NP +31% YoY, maintained 100% div. pay-out. Company reported attributable NP of RMB 974mn in FY23, +31% YoY, in-line with our forecast given its effective operational cost control resulted in a decrease in SG&A fee as % of revenue (excl. D&A) (16% in FY23 vs. 20% in FY22) and lower effective tax rate (17% in FY23 vs. 20% in FY22) as more subsidiaries obtained "high-tech enterprise certification" that subjected to lower tax rate. GP margin was stable at 52% with that for commercial PJM decreased 2ppt to 52% as services scope was expanded for certain projects which requires assistance from third parties. GP margin for government PJM improved 4ppt to 45% due to optimized staff evaluation mechanism. Investors felt comforting about the special dividend that maintained a 100% pay-out ratio amid the lacklustre market.

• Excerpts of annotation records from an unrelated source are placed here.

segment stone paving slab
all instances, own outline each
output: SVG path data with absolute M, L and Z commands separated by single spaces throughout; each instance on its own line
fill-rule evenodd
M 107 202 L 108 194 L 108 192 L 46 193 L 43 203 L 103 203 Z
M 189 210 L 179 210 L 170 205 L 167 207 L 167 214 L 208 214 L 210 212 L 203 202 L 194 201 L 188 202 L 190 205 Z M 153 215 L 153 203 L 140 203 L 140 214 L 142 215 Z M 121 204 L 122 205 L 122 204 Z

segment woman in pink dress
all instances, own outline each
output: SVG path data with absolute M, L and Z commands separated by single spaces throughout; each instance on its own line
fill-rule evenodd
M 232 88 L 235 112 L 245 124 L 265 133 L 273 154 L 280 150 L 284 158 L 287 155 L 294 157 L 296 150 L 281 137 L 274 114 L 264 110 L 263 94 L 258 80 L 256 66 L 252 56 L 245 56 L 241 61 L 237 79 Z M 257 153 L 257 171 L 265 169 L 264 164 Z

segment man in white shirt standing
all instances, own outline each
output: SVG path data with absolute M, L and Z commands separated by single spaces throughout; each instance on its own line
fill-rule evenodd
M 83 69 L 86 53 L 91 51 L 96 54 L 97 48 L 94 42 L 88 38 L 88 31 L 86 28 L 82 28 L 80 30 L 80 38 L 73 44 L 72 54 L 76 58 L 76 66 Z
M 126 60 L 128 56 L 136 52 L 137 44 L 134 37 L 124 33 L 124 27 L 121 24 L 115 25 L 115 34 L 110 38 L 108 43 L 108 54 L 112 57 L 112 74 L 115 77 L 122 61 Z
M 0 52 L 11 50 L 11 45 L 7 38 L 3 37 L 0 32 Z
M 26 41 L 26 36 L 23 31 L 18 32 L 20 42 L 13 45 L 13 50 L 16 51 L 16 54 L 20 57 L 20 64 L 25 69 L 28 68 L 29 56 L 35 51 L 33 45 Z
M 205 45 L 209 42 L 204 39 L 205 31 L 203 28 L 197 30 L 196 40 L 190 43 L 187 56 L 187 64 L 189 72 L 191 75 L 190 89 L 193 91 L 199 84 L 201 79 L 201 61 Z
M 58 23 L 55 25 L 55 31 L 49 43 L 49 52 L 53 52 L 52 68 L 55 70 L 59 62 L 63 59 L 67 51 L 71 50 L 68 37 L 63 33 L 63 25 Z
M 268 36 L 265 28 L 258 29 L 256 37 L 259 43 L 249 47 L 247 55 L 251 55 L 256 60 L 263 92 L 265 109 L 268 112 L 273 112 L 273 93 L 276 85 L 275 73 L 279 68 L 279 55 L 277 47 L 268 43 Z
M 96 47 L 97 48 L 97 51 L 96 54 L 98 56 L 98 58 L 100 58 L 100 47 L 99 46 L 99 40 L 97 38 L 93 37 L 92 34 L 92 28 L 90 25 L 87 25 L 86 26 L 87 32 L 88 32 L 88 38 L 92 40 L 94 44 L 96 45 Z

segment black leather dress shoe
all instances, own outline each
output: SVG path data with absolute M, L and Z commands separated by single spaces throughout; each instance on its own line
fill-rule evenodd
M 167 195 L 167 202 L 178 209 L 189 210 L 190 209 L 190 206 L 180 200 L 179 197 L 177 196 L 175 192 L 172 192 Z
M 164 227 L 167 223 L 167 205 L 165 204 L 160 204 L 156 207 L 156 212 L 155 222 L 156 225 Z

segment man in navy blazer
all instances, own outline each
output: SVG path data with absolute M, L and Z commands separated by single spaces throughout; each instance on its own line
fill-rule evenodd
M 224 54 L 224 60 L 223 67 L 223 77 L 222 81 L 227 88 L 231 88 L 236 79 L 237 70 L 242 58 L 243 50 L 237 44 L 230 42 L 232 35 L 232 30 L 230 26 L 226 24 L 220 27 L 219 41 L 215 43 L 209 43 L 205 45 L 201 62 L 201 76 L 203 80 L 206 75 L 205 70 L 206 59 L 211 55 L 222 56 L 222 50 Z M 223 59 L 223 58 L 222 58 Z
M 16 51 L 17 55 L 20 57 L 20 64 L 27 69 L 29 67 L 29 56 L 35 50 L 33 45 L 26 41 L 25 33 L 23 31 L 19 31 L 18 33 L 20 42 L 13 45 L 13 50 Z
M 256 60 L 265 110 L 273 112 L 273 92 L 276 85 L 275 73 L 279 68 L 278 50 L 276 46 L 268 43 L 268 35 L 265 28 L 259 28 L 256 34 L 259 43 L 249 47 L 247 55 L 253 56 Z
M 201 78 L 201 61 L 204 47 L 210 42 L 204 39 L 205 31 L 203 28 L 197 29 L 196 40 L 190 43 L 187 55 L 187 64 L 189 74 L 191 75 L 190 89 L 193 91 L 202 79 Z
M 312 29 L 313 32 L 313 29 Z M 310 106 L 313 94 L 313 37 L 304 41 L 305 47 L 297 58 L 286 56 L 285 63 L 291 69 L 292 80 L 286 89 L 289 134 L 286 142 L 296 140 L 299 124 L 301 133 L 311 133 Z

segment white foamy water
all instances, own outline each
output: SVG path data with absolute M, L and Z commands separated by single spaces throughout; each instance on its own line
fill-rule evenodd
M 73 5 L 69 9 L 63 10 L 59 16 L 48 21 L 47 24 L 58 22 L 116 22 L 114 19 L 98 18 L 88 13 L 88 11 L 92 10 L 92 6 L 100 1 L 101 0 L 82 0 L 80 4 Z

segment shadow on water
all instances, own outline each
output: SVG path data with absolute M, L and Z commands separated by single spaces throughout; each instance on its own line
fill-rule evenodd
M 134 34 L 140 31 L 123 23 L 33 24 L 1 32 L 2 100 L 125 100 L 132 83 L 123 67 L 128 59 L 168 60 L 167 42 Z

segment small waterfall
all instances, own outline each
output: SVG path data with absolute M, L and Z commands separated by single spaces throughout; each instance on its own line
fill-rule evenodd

Guided industry-leading growth in next three years. Company guided +20% and +25% CAGR for revenue and NP in next three years, which may outperform most companies in broader property market. We are positive on company's ability to achieve this target as 1) +20% CAGR for revenue equals to c.RMB15bn revenue in total for FY24-26E, while company currently has billable contract value of RMB 25bn which does not include a new increase of c.RMB10bn each year. The dividend pay-out ratio was guided at 80%.
Remarkable adaptability deserves attention. Company once again kept its good record on target completion despite the bleak property market condition. We think the company's agility in adjusting business structure played a crucial role. Company stepped into PJM for FIs and LGFVs in FY22 since demand from SMDs decreased, and it further increased its effort in "home delivery guarantee" in FY23 to align with policy directives. As residential market is contracting, company also expanded business to non- residential project which accounted for 15% of its new contact in FY23.
Maintain BUY with TP at HK$9.37. We like company by its asset-light model, high cash flow and high dividend yield (8% as of last trading day) as well as repeatedly validated target achievement capability. Our new TP of HK$ 9.37 reflecting 13x 2024E PE. Risks: property sales drop, LGFV default.